Axel Salto (1889–1961) is one of the 20th century’s greatest ceramic artists. He was Danish and initially studied painting at the Royal Danish Academy of Fine Arts. But it was not until he began working with stoneware that he gained recognition. His original and expressive visual idiom gives his works iconic status.
Salto’s ceramics are now featured in a solo exhibition at Sørlandets Kunstmuseum. The show includes some of his first attempts with stoneware in 1929 and extends to his most productive years at the Royal Copenhagen Porcelain Factory (1933–59). It also features a rich selection of Salto’s original drawings, books, illustrations and designs for textiles and paper.
Pioneering modernist and ceramicist
In Denmark, Salto is considered a pioneer in the Modernist movement. His innovative visual language is described as epoch-making. He rejected the Functionalist paradigm, which sought to simplify and create light and elegant forms, and dared instead to approach ceramic material in unconventional ways. The fluted, budding and sprouting styles are characteristic for his ceramic oeuvre, and they build on his observation of nature’s own forms, structures and movements.
Salto was fascinated by the qualities of glazes, how they reinforce form, and by the firing process’s unpredictability and effect on clay and glazes. Variations in the colour and lustre of glazes offered innumerable possibilities for playing with light and texture. The unpredictability of the kiln imbued his ceramics with a life of their own.
Salto never considered himself a ceramist, he thought of himself as an artist. He worked closely together with professional experts, who took care of the craftmanship and the technical side of the production. They understood his artistic vision for ceramics, and helped him attain his artistic goals.
In 1917 Salto started publishing the journal, Klingen, using it to contribute to art criticism and the contemporary debate on art. Klingen became a mouthpiece for the avant-garde, for it functioned as a forum for new artistic ideas. Later, Salto also published books and articles where he discussed his artistic production in-depth.

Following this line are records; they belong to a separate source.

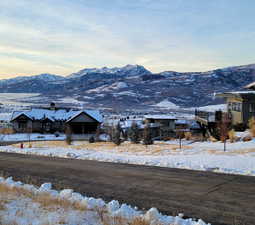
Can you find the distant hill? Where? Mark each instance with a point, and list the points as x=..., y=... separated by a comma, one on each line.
x=134, y=87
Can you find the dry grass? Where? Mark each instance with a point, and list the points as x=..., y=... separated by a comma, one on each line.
x=121, y=221
x=126, y=147
x=50, y=203
x=44, y=199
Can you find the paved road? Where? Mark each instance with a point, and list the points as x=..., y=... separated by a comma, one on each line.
x=216, y=198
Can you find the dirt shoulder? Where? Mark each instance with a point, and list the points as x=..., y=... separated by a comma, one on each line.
x=216, y=198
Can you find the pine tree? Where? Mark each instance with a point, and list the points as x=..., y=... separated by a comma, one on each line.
x=134, y=133
x=116, y=135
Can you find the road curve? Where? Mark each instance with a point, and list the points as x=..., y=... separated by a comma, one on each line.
x=216, y=198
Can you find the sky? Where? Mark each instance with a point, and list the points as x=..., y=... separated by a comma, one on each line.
x=65, y=36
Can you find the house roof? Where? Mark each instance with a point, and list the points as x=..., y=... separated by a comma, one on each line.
x=56, y=115
x=250, y=86
x=239, y=94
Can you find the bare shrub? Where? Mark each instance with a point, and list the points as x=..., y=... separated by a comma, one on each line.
x=147, y=135
x=212, y=139
x=116, y=135
x=232, y=136
x=68, y=133
x=252, y=126
x=247, y=138
x=188, y=136
x=92, y=139
x=134, y=133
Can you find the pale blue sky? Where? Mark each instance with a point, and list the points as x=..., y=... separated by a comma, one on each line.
x=64, y=36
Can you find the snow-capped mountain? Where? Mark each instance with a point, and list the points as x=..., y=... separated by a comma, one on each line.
x=134, y=87
x=128, y=70
x=41, y=77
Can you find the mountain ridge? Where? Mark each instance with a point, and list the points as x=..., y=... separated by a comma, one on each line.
x=134, y=86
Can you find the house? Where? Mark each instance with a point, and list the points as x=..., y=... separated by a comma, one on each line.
x=240, y=106
x=52, y=119
x=162, y=125
x=240, y=109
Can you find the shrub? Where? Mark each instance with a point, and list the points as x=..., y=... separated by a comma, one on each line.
x=91, y=139
x=134, y=133
x=116, y=135
x=252, y=126
x=68, y=133
x=147, y=135
x=247, y=138
x=188, y=135
x=232, y=135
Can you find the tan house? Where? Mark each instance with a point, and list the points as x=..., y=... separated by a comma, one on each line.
x=49, y=120
x=240, y=106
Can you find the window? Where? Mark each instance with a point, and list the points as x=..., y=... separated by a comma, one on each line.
x=22, y=125
x=252, y=108
x=236, y=106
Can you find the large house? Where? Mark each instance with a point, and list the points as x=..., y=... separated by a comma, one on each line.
x=240, y=109
x=240, y=106
x=52, y=119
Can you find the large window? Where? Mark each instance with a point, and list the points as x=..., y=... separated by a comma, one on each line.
x=235, y=106
x=252, y=108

These texts offer unique insight into his artistic vision and thinking.
In the decades after World War II, Salto joined a group of craft artists and furniture designers who successfully promoted Danish design internationally under the concept Danish Modern. International audiences encountered Salto’s works alongside works by designers such as Børge Mogensen (1914-72), Hans Wegner (1914-2007) and Poul Henningsen (1894-1967). In exhibitions such as Design in Scandinavia, which toured North America in 1954-57, Salto’s ceramics functioned as a bridge between design and art, and underscored the aesthetic dimension of the functional objects.
The Danish Modern movement established Denmark’s identity as a design nation. The movement also had an important sociocultural function of raising the cultural standard in post-war Denmark and expressing democratic values.

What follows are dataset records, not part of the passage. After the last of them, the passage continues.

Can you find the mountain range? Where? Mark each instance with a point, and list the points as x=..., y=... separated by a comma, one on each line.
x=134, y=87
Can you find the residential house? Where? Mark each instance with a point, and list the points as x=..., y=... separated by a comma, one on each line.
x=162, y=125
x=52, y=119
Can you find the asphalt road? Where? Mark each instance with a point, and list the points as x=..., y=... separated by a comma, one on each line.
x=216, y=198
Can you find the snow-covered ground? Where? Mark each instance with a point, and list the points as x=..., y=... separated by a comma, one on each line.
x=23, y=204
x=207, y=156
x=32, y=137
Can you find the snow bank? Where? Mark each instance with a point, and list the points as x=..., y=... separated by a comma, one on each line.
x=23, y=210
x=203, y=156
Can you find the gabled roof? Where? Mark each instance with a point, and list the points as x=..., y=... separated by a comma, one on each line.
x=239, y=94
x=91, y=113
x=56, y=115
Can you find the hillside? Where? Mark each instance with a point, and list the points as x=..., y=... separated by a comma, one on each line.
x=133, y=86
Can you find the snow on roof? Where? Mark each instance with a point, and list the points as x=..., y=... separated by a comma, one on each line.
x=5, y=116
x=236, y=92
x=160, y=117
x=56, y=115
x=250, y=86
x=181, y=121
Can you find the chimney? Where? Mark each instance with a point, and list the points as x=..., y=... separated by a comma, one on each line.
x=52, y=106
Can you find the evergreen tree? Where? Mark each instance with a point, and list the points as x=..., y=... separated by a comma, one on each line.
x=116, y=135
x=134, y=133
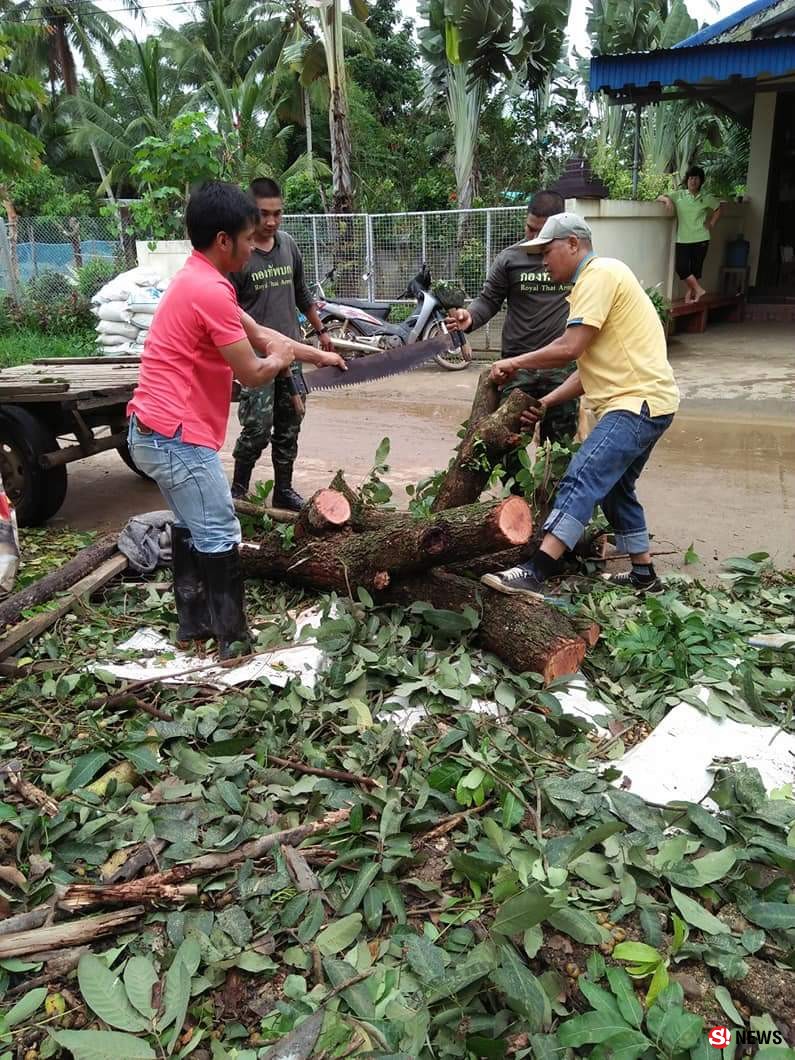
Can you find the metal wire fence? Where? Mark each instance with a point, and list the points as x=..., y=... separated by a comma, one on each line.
x=33, y=247
x=372, y=255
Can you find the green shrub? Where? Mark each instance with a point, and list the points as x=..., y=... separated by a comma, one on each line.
x=22, y=346
x=51, y=304
x=660, y=303
x=94, y=275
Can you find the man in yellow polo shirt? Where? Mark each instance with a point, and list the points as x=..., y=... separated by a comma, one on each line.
x=616, y=338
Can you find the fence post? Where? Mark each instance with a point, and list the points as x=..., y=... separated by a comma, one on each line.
x=314, y=248
x=128, y=244
x=7, y=263
x=488, y=266
x=370, y=254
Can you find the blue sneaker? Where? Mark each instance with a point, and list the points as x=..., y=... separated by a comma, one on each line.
x=516, y=581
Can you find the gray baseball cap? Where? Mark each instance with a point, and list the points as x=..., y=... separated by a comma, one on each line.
x=559, y=227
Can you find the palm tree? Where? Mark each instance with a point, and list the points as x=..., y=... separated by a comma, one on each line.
x=470, y=47
x=304, y=42
x=140, y=95
x=72, y=32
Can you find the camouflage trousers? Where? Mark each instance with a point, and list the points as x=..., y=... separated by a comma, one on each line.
x=267, y=417
x=561, y=421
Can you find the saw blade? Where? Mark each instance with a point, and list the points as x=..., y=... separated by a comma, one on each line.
x=377, y=366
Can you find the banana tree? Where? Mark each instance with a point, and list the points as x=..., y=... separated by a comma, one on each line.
x=471, y=47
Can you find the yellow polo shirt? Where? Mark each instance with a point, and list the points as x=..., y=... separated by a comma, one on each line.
x=626, y=364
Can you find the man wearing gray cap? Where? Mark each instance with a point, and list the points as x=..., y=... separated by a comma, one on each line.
x=616, y=338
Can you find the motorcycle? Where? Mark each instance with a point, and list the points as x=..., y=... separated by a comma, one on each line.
x=358, y=328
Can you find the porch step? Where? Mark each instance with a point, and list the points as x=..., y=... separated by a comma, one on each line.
x=696, y=314
x=771, y=311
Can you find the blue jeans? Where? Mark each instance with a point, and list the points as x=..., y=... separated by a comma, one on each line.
x=192, y=480
x=603, y=472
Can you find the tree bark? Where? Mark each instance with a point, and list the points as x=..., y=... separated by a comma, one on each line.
x=484, y=443
x=325, y=510
x=82, y=564
x=373, y=559
x=58, y=936
x=527, y=634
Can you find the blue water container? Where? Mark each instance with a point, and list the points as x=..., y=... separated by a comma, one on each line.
x=737, y=252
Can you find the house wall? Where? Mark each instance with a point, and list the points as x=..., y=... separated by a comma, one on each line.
x=761, y=148
x=643, y=234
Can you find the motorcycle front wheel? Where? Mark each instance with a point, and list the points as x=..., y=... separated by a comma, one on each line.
x=455, y=359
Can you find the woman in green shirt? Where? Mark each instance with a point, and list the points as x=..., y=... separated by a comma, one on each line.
x=696, y=213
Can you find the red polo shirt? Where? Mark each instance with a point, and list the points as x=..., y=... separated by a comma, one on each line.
x=183, y=380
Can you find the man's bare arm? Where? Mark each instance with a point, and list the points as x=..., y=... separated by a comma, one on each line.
x=252, y=370
x=265, y=339
x=568, y=347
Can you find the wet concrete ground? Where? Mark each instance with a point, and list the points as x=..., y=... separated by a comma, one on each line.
x=723, y=477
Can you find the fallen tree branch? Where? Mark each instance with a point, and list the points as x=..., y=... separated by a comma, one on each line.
x=148, y=887
x=31, y=628
x=13, y=773
x=66, y=576
x=486, y=442
x=452, y=823
x=127, y=700
x=277, y=514
x=86, y=896
x=68, y=934
x=352, y=778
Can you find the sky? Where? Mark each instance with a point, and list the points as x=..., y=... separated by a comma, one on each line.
x=704, y=11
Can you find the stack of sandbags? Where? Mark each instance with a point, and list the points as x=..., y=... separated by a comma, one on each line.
x=124, y=308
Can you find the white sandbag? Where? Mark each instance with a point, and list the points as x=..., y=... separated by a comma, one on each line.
x=112, y=328
x=143, y=300
x=124, y=284
x=112, y=311
x=142, y=320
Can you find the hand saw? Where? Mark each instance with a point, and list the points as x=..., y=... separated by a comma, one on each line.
x=377, y=366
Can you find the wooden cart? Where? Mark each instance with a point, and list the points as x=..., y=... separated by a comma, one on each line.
x=42, y=402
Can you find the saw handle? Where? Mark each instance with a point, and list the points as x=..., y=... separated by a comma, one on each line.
x=298, y=391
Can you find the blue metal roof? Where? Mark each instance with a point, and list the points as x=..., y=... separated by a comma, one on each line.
x=693, y=66
x=710, y=32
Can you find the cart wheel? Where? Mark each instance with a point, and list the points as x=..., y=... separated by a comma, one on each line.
x=35, y=493
x=126, y=456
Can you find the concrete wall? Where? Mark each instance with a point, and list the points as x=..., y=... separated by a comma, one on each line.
x=761, y=147
x=640, y=233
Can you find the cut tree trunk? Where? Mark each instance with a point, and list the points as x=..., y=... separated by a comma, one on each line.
x=325, y=510
x=484, y=443
x=373, y=559
x=527, y=634
x=82, y=564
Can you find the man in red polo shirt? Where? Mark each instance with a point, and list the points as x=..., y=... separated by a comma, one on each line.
x=198, y=342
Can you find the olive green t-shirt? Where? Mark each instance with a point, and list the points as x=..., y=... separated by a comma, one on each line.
x=692, y=213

Perpetual deposit from AKO Kunststiftelse/Nicolai Tangen
The background for the exhibition at Sørlandets Kunstmuseum is the museum’s newly-established collaboration with the non-profit foundation AKO Kunststiftelse/Nicolai Tangen. Tangen’s large collection of Nordic Modernist art contains a considerable private collection of Salto’s ceramics. These works are now added to AKO Kunststiftelse and will be given to the museum in the form of a perpetual deposit. They will be an important supplement to the museum’s own collection of craft art, and in the exhibition, will be on public display for the first time.
Nordic network for craft art
Axel Salto: Master of Stoneware is produced through collaboration with CLAY Keramikmuseum in Middelfart, Denmark. In 2017, CLAY presented an exhibition of Salto’s ceramics, using its own collection as the starting point. Several works from CLAY’s collection will also be exhibited in Kristiansand. The collaboration with CLAY is the first stage of Sørlandets Kunstmuseum’s effort to establish a Nordic network for craft art. Since its founding in 1995, Sørlandets Kunstmuseum has focused on this field, and it will continue to do so in the coming years.